Malgré les efforts des "petits éditeurs", il est souvent difficile de mettre en valeur certains livres de qualité, modestement diffusés. Il y a fort à parier que ce fut le cas du premier roman de Séverine Chevalier, publié fin 2011 aux Éditions Écorce. Aussi est-ce une très bonne initiative de rééditer ce “Recluses” en format poche, dans la collection La Petite Vermillon, aux Éditions de la Table Ronde…
Suzanne Jauque est une femme de quarante ans, qu’on imagine marquée par le destin. Il suffit de savoir que sa sœur Géraldine est lourdement handicapée, en fauteuil. Qu’elles ont été élevées sans père, par une mère assurant le minimum, sans tendresse, même avant sa maladie. Suzanne s’est occupée de sa sœur, surnommée Zia. Puis cette dernière a vécu au Centre. Zia n’a rien à reprocher au fonctionnement de cet endroit, vie réglée où on les traite en gentils légumes, un peu disloqués, sans trop les montrer quand même. Quand Suzanne viendra l’y chercher, Zia ne verra que la perspective d’un voyage changeant son décor. Vers Marseille, puis la Camargue et Mimizan dans les Landes, dans une villa vide. Ensuite, les Gorges du Tarn, nouvelle destination choisie par Suzanne.
Zia n’a pas besoin de s’interroger sur les motivations de son aînée de huit ans. Pour Suzanne, tout semble commencer par cet attentat, le 29 mai 2010. Une jeune fille se fait exploser dans un hypermarché d’Écully, dans la banlieue de Lyon, causant quantité de victimes. La kamikaze s’appelait Zora Korps, étudiante en management. Menant une enquête hasardeuse, Suzanne visite l’appartement du père de Zora, Paul Korps. La chambre de Zora ne renseigne guère Suzanne. Pourtant, elle voudrait reconstituer le parcours de cette jeune fille en jaune qui a semé la mort. Une tentative comportant bien plus d’improvisation fantasmée que de preuves. Avec Zia, elle part donc vers Marseille, Mimizan et autres lieux où passa Zora.
Fonctionnant principalement dans sa tête, Zia n’a pas trop de mal à surmonter les aléas de cet incertain voyage. Le comportement de Suzanne glisse vers une tension violente. Dans un camping désaffecté des Gorges du Tarn, les sœurs rencontrent Vautour. Tel est le pseudonyme de ce jeune marginal, qui ne se sent libre et bien dans sa peau que dans ce paysage-là. Un type va bientôt se trouver dans le coma, à cause de Suzanne. Avec Zia, elles vont faire d’autres rencontres, qui vont dramatiquement théâtraliser leur vie…
Je ne sais pas pourquoi on en est là. À ce point de non-retour. Je sais maintenant, précisément, qu’elle s’est bel et bien détachée, comme l’iceberg. C’est peut-être ça, la véritable errance.
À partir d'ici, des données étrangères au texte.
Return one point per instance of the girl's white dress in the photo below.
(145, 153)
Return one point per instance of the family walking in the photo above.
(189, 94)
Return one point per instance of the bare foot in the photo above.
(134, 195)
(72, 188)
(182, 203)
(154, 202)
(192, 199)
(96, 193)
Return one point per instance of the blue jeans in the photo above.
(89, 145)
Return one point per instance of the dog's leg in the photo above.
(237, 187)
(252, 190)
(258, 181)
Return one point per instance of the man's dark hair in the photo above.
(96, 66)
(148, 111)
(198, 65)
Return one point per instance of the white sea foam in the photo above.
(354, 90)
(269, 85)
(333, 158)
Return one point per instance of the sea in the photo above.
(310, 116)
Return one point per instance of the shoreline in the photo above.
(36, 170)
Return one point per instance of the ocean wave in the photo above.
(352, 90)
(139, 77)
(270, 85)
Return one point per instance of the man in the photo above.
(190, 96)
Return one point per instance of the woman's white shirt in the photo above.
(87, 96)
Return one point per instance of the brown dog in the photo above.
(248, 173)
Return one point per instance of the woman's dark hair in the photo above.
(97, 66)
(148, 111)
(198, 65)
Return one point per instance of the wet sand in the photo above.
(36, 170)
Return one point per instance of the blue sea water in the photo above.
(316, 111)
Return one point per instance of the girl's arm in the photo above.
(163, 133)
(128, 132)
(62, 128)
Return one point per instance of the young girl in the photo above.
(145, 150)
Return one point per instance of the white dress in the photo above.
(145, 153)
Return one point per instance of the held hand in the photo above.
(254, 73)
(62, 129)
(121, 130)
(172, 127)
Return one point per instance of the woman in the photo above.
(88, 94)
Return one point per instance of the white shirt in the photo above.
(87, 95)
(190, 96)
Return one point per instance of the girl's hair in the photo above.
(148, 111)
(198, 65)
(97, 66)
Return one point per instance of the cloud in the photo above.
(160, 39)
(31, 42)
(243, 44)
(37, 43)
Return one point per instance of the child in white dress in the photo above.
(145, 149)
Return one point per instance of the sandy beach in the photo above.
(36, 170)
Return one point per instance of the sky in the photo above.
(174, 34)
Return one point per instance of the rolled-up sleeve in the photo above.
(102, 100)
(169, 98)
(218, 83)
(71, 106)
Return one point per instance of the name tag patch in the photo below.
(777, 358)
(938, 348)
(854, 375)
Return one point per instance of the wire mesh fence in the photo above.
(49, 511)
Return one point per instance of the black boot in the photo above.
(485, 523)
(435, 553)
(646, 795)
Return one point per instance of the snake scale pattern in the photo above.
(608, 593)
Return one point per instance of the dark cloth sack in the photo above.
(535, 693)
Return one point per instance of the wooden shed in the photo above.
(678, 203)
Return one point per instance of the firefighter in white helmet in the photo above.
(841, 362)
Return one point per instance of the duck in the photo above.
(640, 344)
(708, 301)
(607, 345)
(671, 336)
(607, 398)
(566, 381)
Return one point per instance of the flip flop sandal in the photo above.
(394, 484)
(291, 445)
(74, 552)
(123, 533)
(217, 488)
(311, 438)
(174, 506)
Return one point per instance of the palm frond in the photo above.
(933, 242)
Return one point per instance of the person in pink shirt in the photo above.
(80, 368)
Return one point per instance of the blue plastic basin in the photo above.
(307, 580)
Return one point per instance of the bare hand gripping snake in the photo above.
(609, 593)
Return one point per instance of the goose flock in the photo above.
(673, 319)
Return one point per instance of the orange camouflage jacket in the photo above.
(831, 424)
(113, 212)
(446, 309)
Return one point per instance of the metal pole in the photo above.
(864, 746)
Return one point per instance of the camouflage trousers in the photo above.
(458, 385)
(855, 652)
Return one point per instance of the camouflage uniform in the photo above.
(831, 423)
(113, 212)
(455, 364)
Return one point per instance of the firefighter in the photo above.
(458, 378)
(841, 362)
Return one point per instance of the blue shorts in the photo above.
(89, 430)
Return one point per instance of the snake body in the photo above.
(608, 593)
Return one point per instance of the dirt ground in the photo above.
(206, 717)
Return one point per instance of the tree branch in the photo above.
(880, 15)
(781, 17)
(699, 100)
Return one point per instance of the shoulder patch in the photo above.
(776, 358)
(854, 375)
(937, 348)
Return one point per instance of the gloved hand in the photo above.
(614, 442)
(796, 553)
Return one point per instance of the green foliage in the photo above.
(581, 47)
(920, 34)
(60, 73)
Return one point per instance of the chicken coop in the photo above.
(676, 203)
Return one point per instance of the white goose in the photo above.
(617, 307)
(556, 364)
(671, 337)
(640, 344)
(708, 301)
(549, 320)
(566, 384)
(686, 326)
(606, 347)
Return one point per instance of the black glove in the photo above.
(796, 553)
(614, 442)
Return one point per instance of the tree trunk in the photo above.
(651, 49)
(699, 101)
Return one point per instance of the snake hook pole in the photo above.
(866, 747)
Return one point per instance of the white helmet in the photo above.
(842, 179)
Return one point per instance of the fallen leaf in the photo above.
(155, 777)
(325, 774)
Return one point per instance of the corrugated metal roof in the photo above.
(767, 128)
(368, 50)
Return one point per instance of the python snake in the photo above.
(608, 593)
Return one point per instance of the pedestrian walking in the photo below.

Amateurs de puzzles, bienvenue dans l’univers de Suzanne. Ne comptez pas sur un policier chevronné ou un détective intuitif pour recomposer à votre place son portrait. Ni sur le docteur Saw, psy ayant suivi cette femme égarée, qui raconte son expérience en parallèle du récit. Dans sa lettre à Zia, il explique l’étrange rapport qui s’était établi entre Suzanne et lui. N’espérez pas que le bref résumé ci-dessus vous offre des clés, non plus. C’est au fil de la lecture que se dessine une image, qui garde des contours encore flous. Les pièces du puzzle passent sous nos yeux, parfois difficile à ajuster. Non pas qu’elles soient mal calibrées, mais c’est la vie et la vérité de Suzanne qui sont faussées.
Il est quelque peu nécessaire de se triturer les méninges, parfois d’extrapoler le simple récit. C’est bien ce qui offre sa singularité à ce roman, sinueux, différent, passionnant. Ce que confirme Jérôme Leroy dans sa présentation : “Séverine Chevalier tisse ensemble les fragments d’existence de ces trois femmes, ces trois solitudes. Son roman, surprenant de virtuosité narrative, est à l’image du corps déchiqueté de Zora : éclaté et parcellaire, raconté de différents points de vue dont aucun ne peut rendre compte totalement de la vérité puisque, dans un bon roman noir, il n’y a pas de vérité.”